Jakarta, IDN Times – Menjelang Hari Ulang Tahun Ke-74 Kemerdekaan Republik Indonesia, IDN Research Institute dan IDN Times membuat survei daring, dengan tema toleransi. Survei ini berangkat dari pertanyaan: Setelah 74 tahun Indonesia merdeka, apa definisi atau pandangan millennial tentang toleransi? Jika kita mengetik kata “toleransi” di laman mesin pencari di internet, maka kata ini identik dengan toleransi agama. Fenomena ini juga terjadi untuk global.

Survei daring yang dilakukan pada bulan Juli 2019 mendapatkan respons dari 438 responden, yang berada di 28 provinsi. Responden paling banyak berusia 20-27 tahun.

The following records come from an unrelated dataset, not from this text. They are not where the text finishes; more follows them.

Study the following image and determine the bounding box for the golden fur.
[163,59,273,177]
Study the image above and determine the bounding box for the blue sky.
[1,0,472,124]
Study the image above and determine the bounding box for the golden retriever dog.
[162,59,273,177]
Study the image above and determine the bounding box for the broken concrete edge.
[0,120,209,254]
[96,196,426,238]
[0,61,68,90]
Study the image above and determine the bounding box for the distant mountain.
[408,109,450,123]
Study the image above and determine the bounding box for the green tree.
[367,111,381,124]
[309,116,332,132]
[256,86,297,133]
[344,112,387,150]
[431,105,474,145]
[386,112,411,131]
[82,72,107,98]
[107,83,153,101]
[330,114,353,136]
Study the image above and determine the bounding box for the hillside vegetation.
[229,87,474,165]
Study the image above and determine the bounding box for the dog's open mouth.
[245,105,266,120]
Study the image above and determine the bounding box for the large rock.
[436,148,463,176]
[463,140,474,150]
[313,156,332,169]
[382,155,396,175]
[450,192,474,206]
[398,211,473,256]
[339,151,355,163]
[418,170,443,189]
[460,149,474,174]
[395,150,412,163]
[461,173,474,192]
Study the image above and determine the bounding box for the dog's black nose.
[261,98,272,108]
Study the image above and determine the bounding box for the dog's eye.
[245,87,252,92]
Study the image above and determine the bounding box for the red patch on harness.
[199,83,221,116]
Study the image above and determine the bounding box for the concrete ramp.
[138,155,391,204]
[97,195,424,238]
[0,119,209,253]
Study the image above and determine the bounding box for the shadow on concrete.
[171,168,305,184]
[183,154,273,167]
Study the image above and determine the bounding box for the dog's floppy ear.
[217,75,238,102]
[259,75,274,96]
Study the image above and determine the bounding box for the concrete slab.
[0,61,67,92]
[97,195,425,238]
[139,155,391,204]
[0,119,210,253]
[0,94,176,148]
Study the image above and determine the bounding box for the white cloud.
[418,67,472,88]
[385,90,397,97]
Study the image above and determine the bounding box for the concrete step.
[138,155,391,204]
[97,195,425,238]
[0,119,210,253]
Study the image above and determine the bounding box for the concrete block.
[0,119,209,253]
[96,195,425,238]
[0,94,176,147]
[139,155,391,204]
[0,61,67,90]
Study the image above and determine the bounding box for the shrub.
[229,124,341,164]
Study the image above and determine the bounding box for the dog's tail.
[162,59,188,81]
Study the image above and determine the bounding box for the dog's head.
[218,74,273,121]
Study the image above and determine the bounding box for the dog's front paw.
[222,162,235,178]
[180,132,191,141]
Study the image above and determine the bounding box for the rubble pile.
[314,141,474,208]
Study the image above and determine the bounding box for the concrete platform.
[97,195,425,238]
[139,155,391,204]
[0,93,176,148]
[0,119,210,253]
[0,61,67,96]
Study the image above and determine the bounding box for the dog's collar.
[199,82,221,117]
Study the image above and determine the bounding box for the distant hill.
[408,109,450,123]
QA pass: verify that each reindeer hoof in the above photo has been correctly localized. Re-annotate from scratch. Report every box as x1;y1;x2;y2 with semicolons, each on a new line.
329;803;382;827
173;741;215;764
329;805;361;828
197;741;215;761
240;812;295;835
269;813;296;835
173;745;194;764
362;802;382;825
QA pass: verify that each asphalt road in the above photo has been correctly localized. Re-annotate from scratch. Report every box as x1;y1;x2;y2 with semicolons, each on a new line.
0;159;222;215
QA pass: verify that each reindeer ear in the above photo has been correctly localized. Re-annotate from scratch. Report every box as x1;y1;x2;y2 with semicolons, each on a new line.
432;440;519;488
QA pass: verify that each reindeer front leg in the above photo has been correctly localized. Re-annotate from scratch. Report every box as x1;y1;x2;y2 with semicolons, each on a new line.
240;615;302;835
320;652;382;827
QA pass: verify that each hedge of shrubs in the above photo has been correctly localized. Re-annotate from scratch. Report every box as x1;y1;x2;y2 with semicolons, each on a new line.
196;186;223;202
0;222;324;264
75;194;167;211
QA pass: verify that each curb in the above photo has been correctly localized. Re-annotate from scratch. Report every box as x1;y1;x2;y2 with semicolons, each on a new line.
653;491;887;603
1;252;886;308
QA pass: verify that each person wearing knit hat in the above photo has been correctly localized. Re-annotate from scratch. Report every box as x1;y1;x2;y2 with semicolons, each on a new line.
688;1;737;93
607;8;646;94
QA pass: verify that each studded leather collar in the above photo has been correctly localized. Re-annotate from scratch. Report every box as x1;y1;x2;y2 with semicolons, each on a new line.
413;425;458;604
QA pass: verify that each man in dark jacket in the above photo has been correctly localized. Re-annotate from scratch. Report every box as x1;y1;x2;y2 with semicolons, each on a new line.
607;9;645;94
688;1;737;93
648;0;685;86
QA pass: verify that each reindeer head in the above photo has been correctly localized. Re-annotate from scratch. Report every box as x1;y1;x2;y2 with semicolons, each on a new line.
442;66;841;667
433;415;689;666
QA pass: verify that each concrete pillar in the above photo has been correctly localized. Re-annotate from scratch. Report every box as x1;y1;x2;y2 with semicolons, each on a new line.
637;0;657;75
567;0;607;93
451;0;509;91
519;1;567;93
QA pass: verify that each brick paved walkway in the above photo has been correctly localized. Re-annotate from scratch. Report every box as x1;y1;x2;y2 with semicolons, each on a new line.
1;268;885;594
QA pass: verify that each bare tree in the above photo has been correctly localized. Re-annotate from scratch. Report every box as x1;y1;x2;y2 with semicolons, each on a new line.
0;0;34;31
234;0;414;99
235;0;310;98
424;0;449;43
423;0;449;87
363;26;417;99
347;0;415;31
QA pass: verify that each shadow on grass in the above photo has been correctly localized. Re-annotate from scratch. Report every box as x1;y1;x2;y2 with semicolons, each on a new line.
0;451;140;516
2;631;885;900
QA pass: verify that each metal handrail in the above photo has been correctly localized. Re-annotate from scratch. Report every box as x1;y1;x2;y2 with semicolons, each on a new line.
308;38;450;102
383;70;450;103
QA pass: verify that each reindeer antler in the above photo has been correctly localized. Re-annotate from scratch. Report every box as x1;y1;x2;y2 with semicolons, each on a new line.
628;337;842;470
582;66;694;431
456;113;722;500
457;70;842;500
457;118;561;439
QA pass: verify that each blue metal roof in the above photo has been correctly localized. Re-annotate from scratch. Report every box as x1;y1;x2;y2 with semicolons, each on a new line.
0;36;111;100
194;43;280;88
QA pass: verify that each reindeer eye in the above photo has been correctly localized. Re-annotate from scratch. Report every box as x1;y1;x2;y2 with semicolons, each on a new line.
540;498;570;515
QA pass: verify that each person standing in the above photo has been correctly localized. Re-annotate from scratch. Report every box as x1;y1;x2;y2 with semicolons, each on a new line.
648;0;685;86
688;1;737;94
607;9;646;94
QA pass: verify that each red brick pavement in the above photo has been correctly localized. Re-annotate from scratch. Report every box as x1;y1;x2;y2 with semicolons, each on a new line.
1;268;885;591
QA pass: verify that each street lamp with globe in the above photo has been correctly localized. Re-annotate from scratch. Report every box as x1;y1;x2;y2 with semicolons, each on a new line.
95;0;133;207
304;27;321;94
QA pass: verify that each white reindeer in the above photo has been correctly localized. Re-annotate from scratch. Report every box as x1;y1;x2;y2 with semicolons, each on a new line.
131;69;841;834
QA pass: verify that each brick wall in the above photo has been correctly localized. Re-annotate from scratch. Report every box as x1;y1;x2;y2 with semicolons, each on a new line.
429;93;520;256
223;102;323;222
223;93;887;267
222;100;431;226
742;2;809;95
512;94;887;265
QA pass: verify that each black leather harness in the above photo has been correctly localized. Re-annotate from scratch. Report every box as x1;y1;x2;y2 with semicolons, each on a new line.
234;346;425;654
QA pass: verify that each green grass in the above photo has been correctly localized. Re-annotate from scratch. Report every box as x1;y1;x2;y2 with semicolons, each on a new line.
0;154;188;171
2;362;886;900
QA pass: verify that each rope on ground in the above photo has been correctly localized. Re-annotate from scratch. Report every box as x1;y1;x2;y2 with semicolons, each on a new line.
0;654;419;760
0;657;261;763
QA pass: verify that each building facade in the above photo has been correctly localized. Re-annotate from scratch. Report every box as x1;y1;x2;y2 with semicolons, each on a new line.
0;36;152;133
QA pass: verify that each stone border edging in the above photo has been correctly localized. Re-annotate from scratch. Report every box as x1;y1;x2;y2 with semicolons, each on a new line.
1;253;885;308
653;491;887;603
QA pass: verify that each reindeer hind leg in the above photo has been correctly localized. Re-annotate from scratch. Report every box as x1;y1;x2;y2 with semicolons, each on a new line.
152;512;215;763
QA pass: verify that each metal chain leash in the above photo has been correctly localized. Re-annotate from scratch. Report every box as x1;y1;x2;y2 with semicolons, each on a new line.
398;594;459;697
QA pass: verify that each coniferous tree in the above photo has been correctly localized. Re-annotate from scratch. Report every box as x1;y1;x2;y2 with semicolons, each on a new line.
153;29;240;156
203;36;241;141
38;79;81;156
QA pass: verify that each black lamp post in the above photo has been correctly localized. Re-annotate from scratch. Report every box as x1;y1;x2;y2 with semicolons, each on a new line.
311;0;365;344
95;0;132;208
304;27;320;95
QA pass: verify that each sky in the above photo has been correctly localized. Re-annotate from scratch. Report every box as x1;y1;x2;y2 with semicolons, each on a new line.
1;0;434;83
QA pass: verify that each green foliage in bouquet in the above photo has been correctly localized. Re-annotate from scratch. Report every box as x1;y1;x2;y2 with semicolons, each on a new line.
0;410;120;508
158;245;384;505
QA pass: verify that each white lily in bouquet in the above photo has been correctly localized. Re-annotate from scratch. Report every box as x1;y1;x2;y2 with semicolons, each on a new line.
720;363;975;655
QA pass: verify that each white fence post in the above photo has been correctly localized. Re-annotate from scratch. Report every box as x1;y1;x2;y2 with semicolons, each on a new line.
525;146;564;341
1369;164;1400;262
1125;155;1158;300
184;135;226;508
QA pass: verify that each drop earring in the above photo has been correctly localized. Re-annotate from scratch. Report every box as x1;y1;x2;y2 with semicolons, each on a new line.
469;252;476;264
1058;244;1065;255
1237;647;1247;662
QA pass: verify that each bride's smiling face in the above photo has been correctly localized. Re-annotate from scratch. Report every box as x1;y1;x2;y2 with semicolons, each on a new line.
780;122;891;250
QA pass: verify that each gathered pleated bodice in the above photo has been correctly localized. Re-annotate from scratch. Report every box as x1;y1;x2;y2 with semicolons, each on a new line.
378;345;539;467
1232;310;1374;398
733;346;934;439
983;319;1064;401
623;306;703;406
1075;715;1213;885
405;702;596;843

Pertanyaan disampaikan secara terbuka maupun pilihan berganda, untuk lebih memahami apa yang dimaksud sebagai sikap dan makna toleransi di mata millennial.

Dalam survei ini, karyawan swasta merupakan responden terbanyak dengan perolehan angka 38,8 persen, diikuti oleh mahasiswa dengan angka 36,8 persen, selanjutnya ada wira usaha dengan angka 10 persen, dan job seeker atau pencari kerja serta pegawai pemerintah yang mengikuti survei ini sebesar 8 persen dan 6,4 persen.

Data kualitatif yang masuk dari jawaban survei, kata “menghargai” adalah kata kerja yang paling banyak disebutkan, disusul dengan kata “menghormati”, “menerima” dan kata “memahami”. 

Untuk kata benda yang muncul dalam mendefinisikan toleransi, paling banyak muncul kata “sikap”, disusul dengan “perbedaan”, kata “ras”, dan kata “agama”. Jika dirangkai berdasarkan kata kerja dan kata benda yang muncul paling banyak, hasilnya definisi toleransi menurut millennial yang menjadi responden adalah: “Sikap menghargai perbedaan ras, agama, dan pendapat sesama.”

Dari survei ini, dalam hal perilaku toleransi terdapat lima tipe toleransi yang umum dijumpai dalam kehidupan sehari-hari. Pertama toleransi pikiran atau toleransi terhadap perbedaan pendapat atau ide, kedua toleransi sosial atau toleransi terhadap perbedaan status sosial, ketiga toleransi agama, keempat toleransi terhadap jenis kelamin, dan terakhir toleransi terhadap perbedaan ras.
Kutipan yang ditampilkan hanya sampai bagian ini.